# California References



## eng.dork (Apr 9, 2007)

I am posing this question to all those who have taken the PE exam in California. I can't seem to get an answer from the board about how the references have to be "bound together". I asked the board if I could bring in references in a 3 ring binder, they could not give me an answer. I have some loose leaf notes that if I put in a 3 ring binder for my references will that count as being "bound"? Can anyone help me with this?


----------



## Desert Engineer (Apr 10, 2007)

You are allowed to have notes in a 3-ring binder, they must be hole punched and in the binder.

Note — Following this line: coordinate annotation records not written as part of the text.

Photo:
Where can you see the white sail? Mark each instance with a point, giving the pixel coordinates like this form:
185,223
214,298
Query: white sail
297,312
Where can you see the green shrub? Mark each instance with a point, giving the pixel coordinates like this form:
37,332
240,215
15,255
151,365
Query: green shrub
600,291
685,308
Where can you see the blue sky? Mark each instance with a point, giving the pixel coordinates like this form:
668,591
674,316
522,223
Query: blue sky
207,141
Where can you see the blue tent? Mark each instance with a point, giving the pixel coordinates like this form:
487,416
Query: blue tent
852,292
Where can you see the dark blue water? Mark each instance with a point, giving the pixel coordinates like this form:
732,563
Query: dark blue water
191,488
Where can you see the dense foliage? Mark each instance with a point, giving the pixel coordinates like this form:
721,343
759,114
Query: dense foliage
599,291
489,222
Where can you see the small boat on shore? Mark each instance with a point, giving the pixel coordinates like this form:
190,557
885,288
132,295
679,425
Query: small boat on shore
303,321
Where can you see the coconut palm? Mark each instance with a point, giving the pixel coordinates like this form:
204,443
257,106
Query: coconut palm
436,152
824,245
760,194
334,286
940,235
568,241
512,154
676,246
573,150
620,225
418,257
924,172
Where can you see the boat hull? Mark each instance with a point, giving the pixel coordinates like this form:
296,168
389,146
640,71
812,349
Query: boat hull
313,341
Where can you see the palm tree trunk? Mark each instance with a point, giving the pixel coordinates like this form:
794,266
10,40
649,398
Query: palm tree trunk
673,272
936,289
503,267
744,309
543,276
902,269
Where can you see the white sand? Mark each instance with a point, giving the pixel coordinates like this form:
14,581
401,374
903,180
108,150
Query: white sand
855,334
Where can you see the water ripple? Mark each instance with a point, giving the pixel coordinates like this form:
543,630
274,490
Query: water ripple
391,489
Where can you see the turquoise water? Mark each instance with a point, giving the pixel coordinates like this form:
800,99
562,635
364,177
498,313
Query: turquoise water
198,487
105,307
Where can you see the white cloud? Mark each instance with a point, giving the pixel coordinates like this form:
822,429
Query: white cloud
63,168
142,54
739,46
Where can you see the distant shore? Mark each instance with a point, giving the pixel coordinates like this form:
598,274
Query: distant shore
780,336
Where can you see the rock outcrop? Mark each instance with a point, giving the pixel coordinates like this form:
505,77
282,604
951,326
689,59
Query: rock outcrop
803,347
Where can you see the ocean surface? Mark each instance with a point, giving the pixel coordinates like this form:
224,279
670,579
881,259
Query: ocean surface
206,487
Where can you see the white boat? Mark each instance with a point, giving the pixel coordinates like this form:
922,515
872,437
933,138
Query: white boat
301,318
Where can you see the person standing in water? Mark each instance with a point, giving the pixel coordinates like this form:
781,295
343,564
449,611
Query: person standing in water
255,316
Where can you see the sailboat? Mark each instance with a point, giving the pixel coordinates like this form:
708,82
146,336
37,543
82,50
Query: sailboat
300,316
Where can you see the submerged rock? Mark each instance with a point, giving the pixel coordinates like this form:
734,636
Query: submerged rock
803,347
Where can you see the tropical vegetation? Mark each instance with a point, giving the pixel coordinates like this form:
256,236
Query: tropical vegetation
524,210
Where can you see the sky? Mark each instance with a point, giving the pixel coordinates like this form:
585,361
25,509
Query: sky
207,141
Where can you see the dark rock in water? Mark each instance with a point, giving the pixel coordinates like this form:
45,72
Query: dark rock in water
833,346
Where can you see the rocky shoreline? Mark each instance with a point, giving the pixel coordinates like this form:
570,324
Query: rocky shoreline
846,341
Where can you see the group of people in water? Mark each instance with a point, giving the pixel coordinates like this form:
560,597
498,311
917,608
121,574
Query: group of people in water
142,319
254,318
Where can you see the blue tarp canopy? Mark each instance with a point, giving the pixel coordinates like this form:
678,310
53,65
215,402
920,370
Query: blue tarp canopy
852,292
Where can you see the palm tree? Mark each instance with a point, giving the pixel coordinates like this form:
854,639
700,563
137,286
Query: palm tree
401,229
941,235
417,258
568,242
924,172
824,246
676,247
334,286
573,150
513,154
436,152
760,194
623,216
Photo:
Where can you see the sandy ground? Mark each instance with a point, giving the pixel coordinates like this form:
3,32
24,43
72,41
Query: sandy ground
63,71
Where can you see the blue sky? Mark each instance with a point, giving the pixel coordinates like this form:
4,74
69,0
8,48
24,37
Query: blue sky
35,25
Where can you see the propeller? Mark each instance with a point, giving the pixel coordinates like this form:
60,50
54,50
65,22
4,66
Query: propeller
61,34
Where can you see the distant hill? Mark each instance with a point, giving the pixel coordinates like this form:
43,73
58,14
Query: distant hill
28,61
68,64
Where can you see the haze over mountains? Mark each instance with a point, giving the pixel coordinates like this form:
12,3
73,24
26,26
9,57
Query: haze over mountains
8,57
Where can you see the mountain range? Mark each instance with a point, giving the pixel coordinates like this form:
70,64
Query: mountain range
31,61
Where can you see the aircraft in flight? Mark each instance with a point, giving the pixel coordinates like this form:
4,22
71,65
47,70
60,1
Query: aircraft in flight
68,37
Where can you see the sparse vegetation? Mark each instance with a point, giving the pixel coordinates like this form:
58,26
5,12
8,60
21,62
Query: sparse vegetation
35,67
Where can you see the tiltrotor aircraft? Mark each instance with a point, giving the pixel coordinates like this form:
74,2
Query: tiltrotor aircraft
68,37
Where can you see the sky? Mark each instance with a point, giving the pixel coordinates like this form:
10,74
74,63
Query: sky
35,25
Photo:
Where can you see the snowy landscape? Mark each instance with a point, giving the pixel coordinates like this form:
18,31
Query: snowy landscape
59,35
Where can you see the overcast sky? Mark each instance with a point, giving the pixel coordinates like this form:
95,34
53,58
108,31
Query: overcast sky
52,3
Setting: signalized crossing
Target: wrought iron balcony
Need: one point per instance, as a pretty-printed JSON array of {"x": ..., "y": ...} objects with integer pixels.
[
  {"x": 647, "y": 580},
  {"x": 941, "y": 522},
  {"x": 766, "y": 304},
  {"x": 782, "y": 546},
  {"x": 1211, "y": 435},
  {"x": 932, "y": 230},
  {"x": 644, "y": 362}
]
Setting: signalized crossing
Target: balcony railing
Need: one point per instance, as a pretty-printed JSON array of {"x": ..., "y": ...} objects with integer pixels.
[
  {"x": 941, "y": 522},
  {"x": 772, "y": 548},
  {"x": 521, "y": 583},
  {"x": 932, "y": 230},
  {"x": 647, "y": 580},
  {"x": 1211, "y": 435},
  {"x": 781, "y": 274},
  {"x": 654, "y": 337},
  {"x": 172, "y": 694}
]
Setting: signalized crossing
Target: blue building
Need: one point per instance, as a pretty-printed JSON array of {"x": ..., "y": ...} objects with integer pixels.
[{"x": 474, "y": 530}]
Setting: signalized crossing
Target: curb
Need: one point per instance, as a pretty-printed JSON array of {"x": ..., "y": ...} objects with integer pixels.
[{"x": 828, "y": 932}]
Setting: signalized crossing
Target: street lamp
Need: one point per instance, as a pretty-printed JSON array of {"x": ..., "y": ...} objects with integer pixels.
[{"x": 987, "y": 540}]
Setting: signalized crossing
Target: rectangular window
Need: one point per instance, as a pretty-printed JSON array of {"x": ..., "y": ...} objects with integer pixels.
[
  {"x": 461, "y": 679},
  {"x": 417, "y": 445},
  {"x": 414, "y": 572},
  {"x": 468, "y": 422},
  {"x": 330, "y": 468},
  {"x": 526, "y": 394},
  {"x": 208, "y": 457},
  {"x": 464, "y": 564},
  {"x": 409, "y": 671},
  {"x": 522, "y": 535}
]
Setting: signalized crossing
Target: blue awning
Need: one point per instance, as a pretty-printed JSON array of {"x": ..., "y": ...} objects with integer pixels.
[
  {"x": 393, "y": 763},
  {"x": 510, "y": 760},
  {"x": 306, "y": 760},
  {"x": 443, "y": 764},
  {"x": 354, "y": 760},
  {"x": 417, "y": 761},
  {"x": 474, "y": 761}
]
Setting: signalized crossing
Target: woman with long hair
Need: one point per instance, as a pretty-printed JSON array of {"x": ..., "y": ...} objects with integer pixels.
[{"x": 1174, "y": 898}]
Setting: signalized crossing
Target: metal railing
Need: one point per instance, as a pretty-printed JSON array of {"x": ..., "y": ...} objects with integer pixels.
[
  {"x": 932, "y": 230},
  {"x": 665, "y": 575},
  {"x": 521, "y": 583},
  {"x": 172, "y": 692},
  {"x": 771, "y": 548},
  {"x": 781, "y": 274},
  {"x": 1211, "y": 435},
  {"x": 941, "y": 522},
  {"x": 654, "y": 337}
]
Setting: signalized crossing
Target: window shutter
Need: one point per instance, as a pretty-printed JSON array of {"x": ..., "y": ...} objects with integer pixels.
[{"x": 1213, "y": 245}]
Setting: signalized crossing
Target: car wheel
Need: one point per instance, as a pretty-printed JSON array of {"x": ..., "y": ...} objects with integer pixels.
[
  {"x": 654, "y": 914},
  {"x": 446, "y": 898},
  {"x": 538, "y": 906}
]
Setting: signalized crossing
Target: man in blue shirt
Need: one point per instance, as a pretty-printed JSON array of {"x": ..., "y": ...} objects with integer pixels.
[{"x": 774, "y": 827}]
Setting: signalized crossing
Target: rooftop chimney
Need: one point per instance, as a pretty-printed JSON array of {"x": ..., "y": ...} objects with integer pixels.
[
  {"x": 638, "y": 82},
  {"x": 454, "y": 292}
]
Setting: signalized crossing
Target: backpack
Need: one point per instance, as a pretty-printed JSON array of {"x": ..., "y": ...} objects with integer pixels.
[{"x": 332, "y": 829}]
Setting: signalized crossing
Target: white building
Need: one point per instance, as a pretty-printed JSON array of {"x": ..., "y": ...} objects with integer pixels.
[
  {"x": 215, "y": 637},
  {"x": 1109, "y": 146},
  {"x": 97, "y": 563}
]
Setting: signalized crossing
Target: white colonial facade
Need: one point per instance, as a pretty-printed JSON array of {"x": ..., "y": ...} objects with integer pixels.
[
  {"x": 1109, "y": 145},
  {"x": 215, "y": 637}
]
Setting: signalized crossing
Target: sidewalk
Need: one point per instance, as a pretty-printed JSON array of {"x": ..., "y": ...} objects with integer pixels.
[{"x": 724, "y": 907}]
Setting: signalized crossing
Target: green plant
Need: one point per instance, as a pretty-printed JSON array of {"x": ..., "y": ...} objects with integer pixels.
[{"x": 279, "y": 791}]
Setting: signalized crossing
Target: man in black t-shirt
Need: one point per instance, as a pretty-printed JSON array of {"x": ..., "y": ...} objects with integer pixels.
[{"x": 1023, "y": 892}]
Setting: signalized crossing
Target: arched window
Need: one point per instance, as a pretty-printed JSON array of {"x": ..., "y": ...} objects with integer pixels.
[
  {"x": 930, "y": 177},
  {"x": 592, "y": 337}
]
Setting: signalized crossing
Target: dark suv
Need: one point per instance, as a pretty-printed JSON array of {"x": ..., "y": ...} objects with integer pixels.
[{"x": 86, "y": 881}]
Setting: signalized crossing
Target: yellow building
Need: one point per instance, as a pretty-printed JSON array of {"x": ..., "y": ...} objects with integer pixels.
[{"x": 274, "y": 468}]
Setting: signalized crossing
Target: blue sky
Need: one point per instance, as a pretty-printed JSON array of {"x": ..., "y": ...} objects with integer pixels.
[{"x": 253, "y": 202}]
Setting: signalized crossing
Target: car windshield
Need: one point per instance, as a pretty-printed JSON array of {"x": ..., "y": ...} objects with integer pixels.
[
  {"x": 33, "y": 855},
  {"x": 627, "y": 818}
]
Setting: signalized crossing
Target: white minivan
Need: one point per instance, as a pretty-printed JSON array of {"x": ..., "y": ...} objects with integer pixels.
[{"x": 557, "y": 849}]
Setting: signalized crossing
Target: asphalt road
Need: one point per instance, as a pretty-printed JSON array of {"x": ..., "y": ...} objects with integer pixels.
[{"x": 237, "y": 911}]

Here is their response to my email about stapling additional material in a book (this answer took weeks to get back to me):

-----------------------------------------------------------------------------------------------------------------------------------------------

David-

Sorry for the delay in getting back to you. You are allowed to staple notes inside a book. The key is that anything you bring in must be bound.

Larry Kereszt, Evaluator

Board for Professional Engineers and Land Surveyors

2535 Capitol Oaks Dr. Suite 300

Sacramento, CA 95833

Phone: (916) 263-1436

Fax: (916) 263-2246

Website: www.dca.ca.gov/pels

----- Forwarded by Larry Kereszt/BOE/DCANotes on 11/01/2005 11:17 AM -----

Candace Cummins

10/18/2005 10:01 AM

To: Larry Kereszt/BOE/[email protected]

cc:

Subject: BPELS website e-mail message

----- Forwarded by Candace Cummins/BOE/DCANotes on 10/18/2005 10:01 AM -----

Ignacio Lopez-Alvarez

10/18/2005 09:58 AM

To: Candace Cummins/BOE/[email protected]

cc:

Subject: BPELS website e-mail message

A visitor at BPELS website sent the message below. It was forwared to you for review

"David Tate" &lt;[email protected]&gt;

10/18/2005 09:53 AM

Please respond to dtate

To: &lt;[email protected]&gt;

cc:

Subject: PE Open Book Policy...

Hello,

I am studying for a future CivilPEexam. I understand that the test is "open book", and that materials that are bound by a 3-ring binder are acceptable. My question is: is it acceptable to staple notes inside a book I plan to bring into the test? The margins of the book are too small to adequately add information from other books, which I don't plan on using during the test. Please clarify this, so that if it is a problem I can find another way to consolidate the information. Thank you.

Sincerely,

David Tate


----------